In early June a new British fleet, under the command of Rear-Admiral Sir John Harman, reached the West Indies. Harman brought seven men-of-war and two fireships with him, transforming the balance of power in the area. He set sail southeast from Nevis to try and intercept de La Barre's fleet and so headed for Martinique on 25 June. Harman with his original squadron, plus Jersey and the fifth rate frigate Norwich now had a total strength of eight ships of the line, a frigate, two fireships, and two ketches. He saw nineteen French West India Company vessels and fourteen Martinican traders huddled beneath Fort Saint Pierre and protected by two smaller forts by midday of 29 June.

Harman's squadron
 Lion (58 guns) flagship
 Jersey (50)
 Crown (48)
 Newcastle (50)
 Dover (46)
 Bonaventure (48)
 Assistance (46)
 Assurance (38)
 Norwich (26) frigate
 Joseph fireship
 Prosperous fireship
 Portsmouth (10) ketch
 Roe (8) ketch

Battle

30 June 
At 4:30 pm Harman's formation attacked and stood into the bay; all ships were in action within half an hour. The combined fire of the anchored ships and batteries did some damage to Harman's ships but also the French ships and forts had suffered some damage too. After nearly an hour of desultory fire Harman withdrew with the wind in his favor. This tactic of drawing the French fire was to become part of Harman's strategy, for he knew that the French would soon run out of powder eventually. The French were blockaded so no reinforcements could get through. The English could be resupplied if they needed it.

1 July 
The next day in the afternoon Harman's flagship Lion and three Fourth Rates led the English fleet back into Saint Pierre's Bay precipitating a four-hour firefight that ended with the English vessels becoming becalmed, obliging them to be towed out of range by the end of the day. The English rowers suffered heavily but managed to succeed in getting the ships out. Damage to the French ships was moderate but Harman knew the strategy would work.

2 July 
On 2 July Harman again assaulted the main harbor, engaging in a spirited three-hour exchange with its anchored warships and batteries under Lieutenant-Général Joseph-Antoine Le Fèvre de La Barre, the Governor Robert de Clodoré, and Commodore de Loubière before the English were obliged to withdraw again. The French, suffering heavy casualties, are hoping for relief but no ship can get out because of the blockading English ships.

4 July 
On 4 July after repair damage at 10 am, Harman made his third attack into the harbor, obliging its French defenders to expend a good deal of their remaining powder during a two-hour exchange. The English withdrew again unmolested. Harman now saw that his strategy was working, so he repaired the damage and was also resupplied by powder and shot from support vessels from Barbados which in course took two days.

6 July 
This time on the 6th Harman and his fleet entered into the harbor again, and noticed French counter fire growing increasingly slack. During a lull, Harman then used a fireship, releasing it which then managed to slip through the smoke and grappled the Lis Couronée which set it ablaze. This conflagration quickly swept through to other French ships; Saint Jean, Mercier, and Lion d’Or, which were consumed down to their waterlines. As a result, French crews panicked forcing them to abandon most other ships.

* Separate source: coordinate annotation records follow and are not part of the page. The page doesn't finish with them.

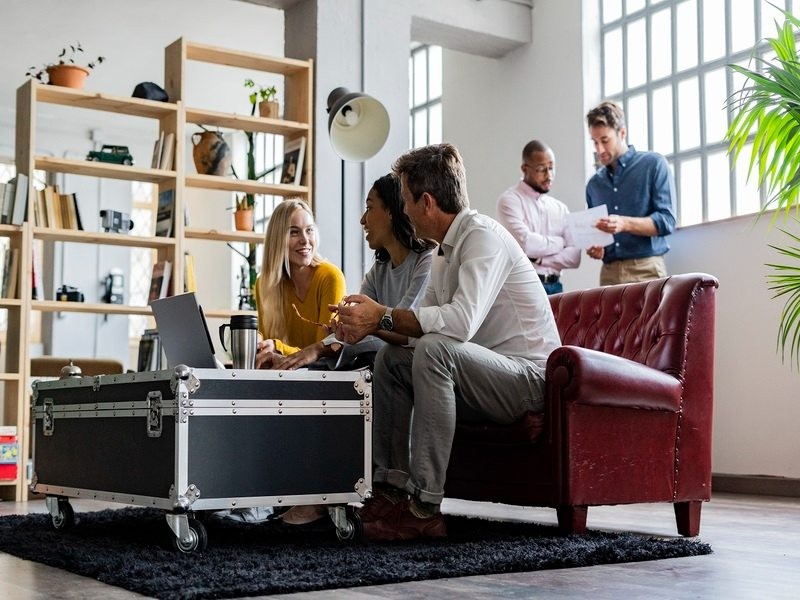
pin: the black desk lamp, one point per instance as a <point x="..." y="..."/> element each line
<point x="358" y="126"/>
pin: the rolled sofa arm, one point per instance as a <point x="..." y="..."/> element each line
<point x="596" y="378"/>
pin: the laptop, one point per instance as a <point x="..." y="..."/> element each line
<point x="184" y="332"/>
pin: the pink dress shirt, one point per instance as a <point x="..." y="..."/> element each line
<point x="539" y="224"/>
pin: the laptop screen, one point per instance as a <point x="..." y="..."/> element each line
<point x="184" y="331"/>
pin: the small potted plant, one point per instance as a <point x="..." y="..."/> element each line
<point x="265" y="97"/>
<point x="243" y="215"/>
<point x="66" y="72"/>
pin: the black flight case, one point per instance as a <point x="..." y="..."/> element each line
<point x="187" y="440"/>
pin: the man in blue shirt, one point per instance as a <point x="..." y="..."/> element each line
<point x="638" y="189"/>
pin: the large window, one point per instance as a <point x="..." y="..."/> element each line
<point x="665" y="62"/>
<point x="425" y="95"/>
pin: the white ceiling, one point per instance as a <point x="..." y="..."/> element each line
<point x="132" y="36"/>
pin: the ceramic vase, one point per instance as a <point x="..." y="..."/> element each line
<point x="67" y="75"/>
<point x="268" y="110"/>
<point x="243" y="219"/>
<point x="211" y="153"/>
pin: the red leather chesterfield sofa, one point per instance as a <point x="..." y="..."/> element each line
<point x="628" y="406"/>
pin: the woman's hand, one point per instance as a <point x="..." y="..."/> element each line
<point x="305" y="357"/>
<point x="359" y="316"/>
<point x="265" y="354"/>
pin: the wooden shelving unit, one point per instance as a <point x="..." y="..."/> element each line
<point x="172" y="117"/>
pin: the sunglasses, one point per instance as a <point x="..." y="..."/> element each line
<point x="327" y="326"/>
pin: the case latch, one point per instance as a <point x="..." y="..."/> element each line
<point x="48" y="420"/>
<point x="155" y="418"/>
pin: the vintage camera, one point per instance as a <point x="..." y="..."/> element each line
<point x="113" y="220"/>
<point x="68" y="293"/>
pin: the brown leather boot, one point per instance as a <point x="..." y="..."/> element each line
<point x="402" y="524"/>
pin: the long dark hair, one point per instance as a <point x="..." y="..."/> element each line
<point x="388" y="190"/>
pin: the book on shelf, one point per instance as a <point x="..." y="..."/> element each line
<point x="37" y="287"/>
<point x="166" y="206"/>
<point x="51" y="207"/>
<point x="293" y="156"/>
<point x="159" y="281"/>
<point x="6" y="201"/>
<point x="20" y="200"/>
<point x="69" y="211"/>
<point x="10" y="272"/>
<point x="167" y="152"/>
<point x="39" y="213"/>
<point x="157" y="151"/>
<point x="189" y="275"/>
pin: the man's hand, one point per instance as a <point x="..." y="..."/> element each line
<point x="612" y="224"/>
<point x="596" y="252"/>
<point x="359" y="316"/>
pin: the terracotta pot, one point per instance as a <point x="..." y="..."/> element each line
<point x="67" y="75"/>
<point x="268" y="109"/>
<point x="211" y="154"/>
<point x="244" y="219"/>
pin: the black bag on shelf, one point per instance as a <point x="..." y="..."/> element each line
<point x="150" y="91"/>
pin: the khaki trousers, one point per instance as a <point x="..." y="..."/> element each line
<point x="633" y="270"/>
<point x="418" y="393"/>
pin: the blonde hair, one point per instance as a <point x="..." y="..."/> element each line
<point x="275" y="277"/>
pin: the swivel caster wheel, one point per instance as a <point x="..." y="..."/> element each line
<point x="196" y="539"/>
<point x="348" y="524"/>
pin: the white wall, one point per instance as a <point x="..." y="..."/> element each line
<point x="493" y="106"/>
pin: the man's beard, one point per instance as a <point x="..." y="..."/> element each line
<point x="538" y="188"/>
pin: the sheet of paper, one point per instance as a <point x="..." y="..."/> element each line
<point x="581" y="227"/>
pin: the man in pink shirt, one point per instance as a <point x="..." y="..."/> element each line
<point x="537" y="220"/>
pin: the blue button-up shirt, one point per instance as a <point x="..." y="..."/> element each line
<point x="640" y="185"/>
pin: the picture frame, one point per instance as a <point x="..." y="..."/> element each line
<point x="293" y="156"/>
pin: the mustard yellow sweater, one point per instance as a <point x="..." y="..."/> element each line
<point x="327" y="287"/>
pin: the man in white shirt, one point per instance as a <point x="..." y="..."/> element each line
<point x="478" y="346"/>
<point x="537" y="220"/>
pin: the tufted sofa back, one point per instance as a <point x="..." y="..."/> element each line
<point x="647" y="322"/>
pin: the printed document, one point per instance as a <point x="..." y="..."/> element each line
<point x="581" y="227"/>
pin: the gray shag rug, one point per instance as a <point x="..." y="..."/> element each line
<point x="129" y="548"/>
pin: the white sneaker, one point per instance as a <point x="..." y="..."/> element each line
<point x="255" y="514"/>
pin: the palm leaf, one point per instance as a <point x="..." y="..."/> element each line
<point x="766" y="114"/>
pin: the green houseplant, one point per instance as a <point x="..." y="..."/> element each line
<point x="265" y="97"/>
<point x="245" y="201"/>
<point x="767" y="111"/>
<point x="66" y="71"/>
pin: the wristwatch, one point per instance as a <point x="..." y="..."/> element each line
<point x="386" y="323"/>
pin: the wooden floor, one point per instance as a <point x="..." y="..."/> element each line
<point x="756" y="543"/>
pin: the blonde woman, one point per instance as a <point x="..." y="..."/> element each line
<point x="295" y="285"/>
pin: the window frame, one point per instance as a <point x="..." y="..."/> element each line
<point x="680" y="157"/>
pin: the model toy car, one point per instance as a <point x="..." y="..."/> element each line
<point x="116" y="154"/>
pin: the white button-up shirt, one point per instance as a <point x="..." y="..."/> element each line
<point x="483" y="289"/>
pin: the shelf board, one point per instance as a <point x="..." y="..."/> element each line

A confused action now began to take shape with both sides not knowing what was happening due to poor light and heavy smoke both from the battle and burning ships. The fire ship Pucelle was set ablaze by its own French crew members, who then swam ashore. After five hours the English retired, leaving the badly shaken French resolved to scuttling their remaining vessels in the confusion and afraid that another attack would occur.

7 July 
The very next day Harman and his warships entered in the bay yet again but this time concentrating their fire on the three forts. As soon as they were close enough the English unleashed a point-blank bombardment against Fort Saint Pierre's battered redoubts. Then the next target - Fort Saint Robert - was soon reduced to rubble in the same way, but Governor Clodoré and militia Captain Guillaume d’Orange managed to resist bravely from Fort Saint Sébastien by supplementing their meager magazines from the fireship Souci. This fort, too, was eventually battered into submission and Harman seeing his victory complete retired an hour and a half later. After the battle had ended Harman though realized his luck was in and discovered that most of his ships were nearly out of ammunition.

Aftermath 
Harman retired completely from Martinique before dawn on 11 July, returning to Nevis for repairs. The English had won a major victory at the cost of eighty casualties; they had burnt at least eight of the French ships, sank several more, and captured most of the remaining ships, for only two or three French ships are recorded as having escaped. French losses were heavy; as many as 600 were killed or wounded with another 400 captured.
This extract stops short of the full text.